Pi, diberi nama menurut salah satu huruf Yunani, yang uniknya tidak diberi nama oleh orang Yunani atau ditemukan oleh mereka.
Konsep pi pertama kali dimunculkan oleh bangsa Mesir Kuno yang dibuktikan dengan sebuah catatan sejarah yang menyatakan bahwa angka ini sudah digunakan pada tahun 1650 SM.
Catatan tersebut ditulis oleh seseorang bernama Ahmes, yang menunjukkan beberapa rumus matematika, di antaranya tentang perkiraan kasar bagaimana menghitung luas lingkaran menggunakan suatu angka yang bila diterjemahkan dalam istilah modern mewakili 3,1604.
Baru pada sekitar tahun 200 SM, orang Yunani menjadi sadar akan pentingnya pi, meskipun mereka bukanlah yang memberi nama angka itu.
Archimedes memperkirakan nilai pi sekitar tahun 200 SM dalam bentuk pecahan, mengingat orang Yunani pada saat itu belum menggunakan desimal.
Archimedes memperkirakan pi sebagai pecahan 3 1/7, yang dalam desimal bernilai sekitar 3,14.
Matematikawan dan ilmuwan lantas menggunakan nilai pi menurut perhitungan Archimedes selama berabad-abad.
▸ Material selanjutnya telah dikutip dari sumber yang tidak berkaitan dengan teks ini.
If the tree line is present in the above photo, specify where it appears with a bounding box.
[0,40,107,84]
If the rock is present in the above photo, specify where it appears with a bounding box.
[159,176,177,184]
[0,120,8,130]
Ketertarikan akan angka ini kembali mengemuka pada akhir abad ke-16. Ludolph Van Ceulon mendedikasikan banyak waktu untuk meneliti pi, dan menerbitkan buku berjudul On the Circle (Van den Circkel) untuk menuliskan penemuannya.
Ludolp berhasil menghitung pi hingga 35 desimal yang kemudian dinamakan sebagai Angka Ludolphian untuk menghormatinya.
Baru pada awal abad ke-18 angka 3,14159 mendapatkan namanya seperti sekarang.
Pelopor penyebutan pi bisa dilacak pada William Jones, seorang ahli matematika Welsh. Dia menyarankan angka “ajaib” tersebut dinamakan pi (Π) yang juga mewakili salah satu abjad Yunani.
Tradisi ini dipopulerkan oleh matematikawan lain dan menjadi kesepakatan bersama hingga saat ini.